Australian feminist (1935–2015)

Marie Tulip (12 March 1935 – 19 September 2015) was an Australian feminist writer, academic and proponent for the ordination of women as priests.

== Early and family life ==
Born Marie Grant in Mackay, Queensland to parents Robert and Elspeth Grant, Tulip attended a Presbyterian church as a child. Tulip attended boarding school in Brisbane and later, having received a scholarship, attended the University of Queensland where she studied Arts and achieved an Honours degree in French. As an undergraduate, she participated in Australian Student Christian Movement gatherings with, among others, James (Jim) Tulip (who became Associate Professor of English and Lecturer in Divinity at the University of Sydney). They married in Chicago in 1957. They had four children and, by the time of her death in 2015, five grandchildren.

== Career ==
In Chicago, Tulip undertook a Master's degree at Northwestern University while also teaching at Roosevelt University. Upon her return to Australia, Tulip tutored in the French Department at the University of Sydney and, after a year, transferred to Macquarie University where she produced a series of publications, Outreach Texts, in relation to the University's newly-formed Teaching English as a Second Language course. She went on to teach courses in feminism and religion and published work in these fields.

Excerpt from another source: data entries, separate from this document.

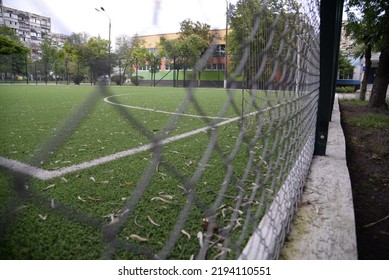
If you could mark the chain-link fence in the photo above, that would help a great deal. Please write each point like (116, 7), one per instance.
(228, 193)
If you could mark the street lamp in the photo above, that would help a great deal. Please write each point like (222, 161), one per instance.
(102, 10)
(229, 9)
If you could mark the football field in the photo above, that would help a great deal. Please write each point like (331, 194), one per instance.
(137, 169)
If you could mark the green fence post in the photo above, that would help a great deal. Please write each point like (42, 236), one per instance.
(330, 27)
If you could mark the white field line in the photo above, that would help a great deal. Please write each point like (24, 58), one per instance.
(42, 174)
(23, 168)
(158, 111)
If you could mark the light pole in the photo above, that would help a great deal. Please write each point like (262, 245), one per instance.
(102, 10)
(228, 14)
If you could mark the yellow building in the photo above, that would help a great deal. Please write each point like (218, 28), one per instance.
(217, 62)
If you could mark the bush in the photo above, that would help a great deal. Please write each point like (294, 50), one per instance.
(117, 79)
(77, 79)
(350, 89)
(136, 80)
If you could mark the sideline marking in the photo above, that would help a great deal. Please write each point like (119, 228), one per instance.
(42, 174)
(106, 99)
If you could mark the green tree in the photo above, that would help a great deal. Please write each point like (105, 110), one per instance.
(94, 55)
(369, 24)
(345, 68)
(49, 57)
(193, 40)
(70, 62)
(258, 39)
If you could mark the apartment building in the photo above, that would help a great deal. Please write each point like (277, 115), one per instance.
(215, 63)
(31, 28)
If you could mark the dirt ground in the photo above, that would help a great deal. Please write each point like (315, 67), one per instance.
(367, 150)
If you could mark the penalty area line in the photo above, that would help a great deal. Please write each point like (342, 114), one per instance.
(23, 168)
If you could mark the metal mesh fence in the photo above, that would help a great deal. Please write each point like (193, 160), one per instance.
(226, 190)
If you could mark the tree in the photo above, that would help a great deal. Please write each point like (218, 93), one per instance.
(49, 56)
(70, 61)
(258, 37)
(370, 22)
(94, 54)
(358, 29)
(346, 69)
(193, 40)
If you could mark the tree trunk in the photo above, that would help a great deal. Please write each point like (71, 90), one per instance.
(366, 73)
(381, 81)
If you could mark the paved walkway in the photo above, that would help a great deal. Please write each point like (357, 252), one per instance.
(324, 226)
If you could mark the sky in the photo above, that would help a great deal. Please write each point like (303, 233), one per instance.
(129, 17)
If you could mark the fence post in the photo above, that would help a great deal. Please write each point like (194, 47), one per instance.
(330, 27)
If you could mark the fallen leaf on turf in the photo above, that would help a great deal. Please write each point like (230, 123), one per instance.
(151, 221)
(43, 218)
(200, 238)
(186, 233)
(49, 187)
(136, 222)
(137, 237)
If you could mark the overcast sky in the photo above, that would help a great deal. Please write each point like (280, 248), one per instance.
(127, 16)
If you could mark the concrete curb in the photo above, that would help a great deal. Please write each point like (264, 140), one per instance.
(324, 226)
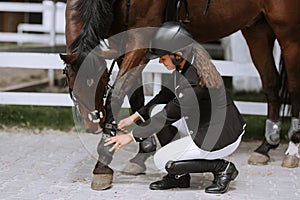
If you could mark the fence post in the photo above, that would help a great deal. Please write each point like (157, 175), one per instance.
(52, 41)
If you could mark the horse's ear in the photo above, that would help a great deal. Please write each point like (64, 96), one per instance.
(67, 58)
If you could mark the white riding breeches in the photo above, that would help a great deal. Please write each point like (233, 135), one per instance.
(185, 149)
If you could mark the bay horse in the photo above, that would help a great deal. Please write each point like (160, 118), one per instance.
(261, 22)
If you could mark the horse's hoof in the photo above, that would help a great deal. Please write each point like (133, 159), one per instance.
(134, 169)
(101, 181)
(290, 161)
(258, 159)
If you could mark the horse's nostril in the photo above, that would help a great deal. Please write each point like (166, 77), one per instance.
(89, 130)
(94, 131)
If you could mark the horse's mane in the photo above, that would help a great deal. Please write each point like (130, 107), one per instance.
(96, 17)
(206, 70)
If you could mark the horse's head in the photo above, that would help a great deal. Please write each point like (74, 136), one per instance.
(87, 82)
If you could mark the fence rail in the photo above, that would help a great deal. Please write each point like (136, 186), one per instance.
(52, 61)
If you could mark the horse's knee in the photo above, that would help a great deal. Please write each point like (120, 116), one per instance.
(296, 137)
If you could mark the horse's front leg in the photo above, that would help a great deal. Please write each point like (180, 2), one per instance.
(260, 39)
(291, 52)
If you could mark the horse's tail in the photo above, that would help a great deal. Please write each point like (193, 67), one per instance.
(96, 17)
(283, 91)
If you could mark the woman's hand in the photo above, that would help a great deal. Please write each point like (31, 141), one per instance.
(128, 121)
(124, 123)
(119, 141)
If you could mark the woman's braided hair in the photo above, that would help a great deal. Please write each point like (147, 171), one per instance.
(206, 70)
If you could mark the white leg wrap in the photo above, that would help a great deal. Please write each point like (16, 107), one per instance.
(293, 149)
(272, 132)
(295, 126)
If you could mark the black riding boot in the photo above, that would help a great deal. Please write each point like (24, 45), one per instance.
(222, 179)
(102, 173)
(171, 181)
(223, 171)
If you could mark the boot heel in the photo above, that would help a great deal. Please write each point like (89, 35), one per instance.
(184, 185)
(234, 175)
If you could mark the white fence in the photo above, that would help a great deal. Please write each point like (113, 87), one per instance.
(52, 61)
(53, 23)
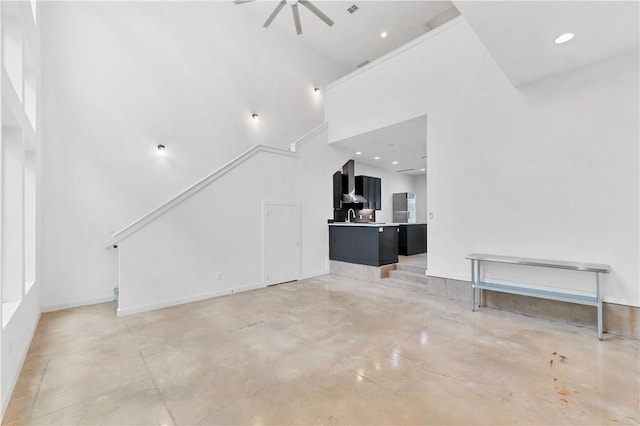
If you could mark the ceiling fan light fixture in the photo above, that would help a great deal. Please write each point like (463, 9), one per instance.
(564, 38)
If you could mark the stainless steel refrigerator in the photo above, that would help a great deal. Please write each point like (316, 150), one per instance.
(404, 207)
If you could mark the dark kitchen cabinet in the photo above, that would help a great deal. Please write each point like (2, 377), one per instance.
(371, 189)
(412, 238)
(337, 190)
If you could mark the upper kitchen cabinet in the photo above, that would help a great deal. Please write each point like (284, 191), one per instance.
(370, 188)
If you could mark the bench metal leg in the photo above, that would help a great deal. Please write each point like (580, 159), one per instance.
(473, 286)
(599, 298)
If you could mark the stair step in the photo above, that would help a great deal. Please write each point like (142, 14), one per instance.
(412, 277)
(410, 268)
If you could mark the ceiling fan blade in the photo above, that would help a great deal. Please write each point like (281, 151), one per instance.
(274, 13)
(316, 12)
(296, 18)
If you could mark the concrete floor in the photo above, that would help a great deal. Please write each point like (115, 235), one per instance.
(328, 350)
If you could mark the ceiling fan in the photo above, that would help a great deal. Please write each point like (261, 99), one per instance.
(296, 13)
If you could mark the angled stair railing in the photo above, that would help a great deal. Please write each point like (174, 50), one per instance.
(205, 181)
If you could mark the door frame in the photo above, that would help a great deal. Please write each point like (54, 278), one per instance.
(265, 205)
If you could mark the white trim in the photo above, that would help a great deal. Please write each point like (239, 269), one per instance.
(174, 302)
(14, 381)
(314, 275)
(191, 190)
(294, 145)
(52, 308)
(455, 21)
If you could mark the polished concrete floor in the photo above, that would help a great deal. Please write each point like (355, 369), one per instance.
(328, 350)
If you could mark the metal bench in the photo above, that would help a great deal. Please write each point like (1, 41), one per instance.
(591, 299)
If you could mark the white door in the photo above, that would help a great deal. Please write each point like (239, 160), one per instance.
(281, 242)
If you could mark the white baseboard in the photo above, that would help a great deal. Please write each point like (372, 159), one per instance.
(314, 275)
(23, 357)
(70, 305)
(190, 299)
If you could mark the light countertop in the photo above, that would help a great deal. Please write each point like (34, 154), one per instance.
(374, 224)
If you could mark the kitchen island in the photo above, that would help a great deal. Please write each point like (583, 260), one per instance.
(364, 243)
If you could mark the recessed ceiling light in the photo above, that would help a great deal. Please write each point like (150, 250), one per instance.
(564, 38)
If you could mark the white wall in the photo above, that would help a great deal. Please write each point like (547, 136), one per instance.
(19, 191)
(120, 78)
(421, 198)
(392, 182)
(211, 244)
(550, 170)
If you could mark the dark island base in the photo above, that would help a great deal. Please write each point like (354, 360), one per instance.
(365, 245)
(412, 239)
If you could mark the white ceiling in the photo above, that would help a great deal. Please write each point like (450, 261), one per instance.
(404, 142)
(354, 38)
(520, 34)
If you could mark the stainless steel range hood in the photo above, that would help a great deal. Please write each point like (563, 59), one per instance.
(348, 173)
(351, 197)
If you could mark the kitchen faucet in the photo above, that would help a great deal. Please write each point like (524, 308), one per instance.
(349, 215)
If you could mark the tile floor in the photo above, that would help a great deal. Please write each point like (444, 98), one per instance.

In 1968, Tulip was a founder of Christian Women Concerned, the first explicitly religious feminist organisation to emerge in Australia. The group published Magdalene, of which Tulip was the editor.

In 1973, Tulip was appointed co-ordinator of the Australian Council of Churches (now the National Council of Churches in Australia) Commission on the Status of Women, an initiative of Jean Skuse. She was also a member of the National Women's Consultative Council, established in 1984.

Tulip's book Knowing otherwise: feminism, women & religion, was co-authored with Erin White and published in 1991. One reviewer, Margaret Heagney described the work as “a vital contribution to feminist scholarship in Australia”.

== Select publications ==

- Tulip, Marie (1999). "Hut Poems: 1978–1998"
- Tulip, Marie (1975). "Liberation theology and feminism"
- Tulip, Marie (1991). "Knowing Otherwise: Feminism, Women and Religion"
- Tulip, Marie (2004). "Seven generations of a Queensland family: a memoir"
- Tulip, Marie (1983). "Women in a Man's Church: Changes in the Status of Women in the Uniting Church in Australia, 1977–1983"

=== Articles ===

- Tulip, Marie (1987). "Dimensions of Feminist Theology in Australia" JSTOR University of Divinity Digital Collections, Mannix Library.
- Tulip, Marie (1989). "Women's Spirituality" JSTOR University of Divinity Digital Collections, Mannix Library.
- Tulip, Marie (1991). "Feminism and the Bible" JSTOR University of Divinity Digital Collections, Mannix Library.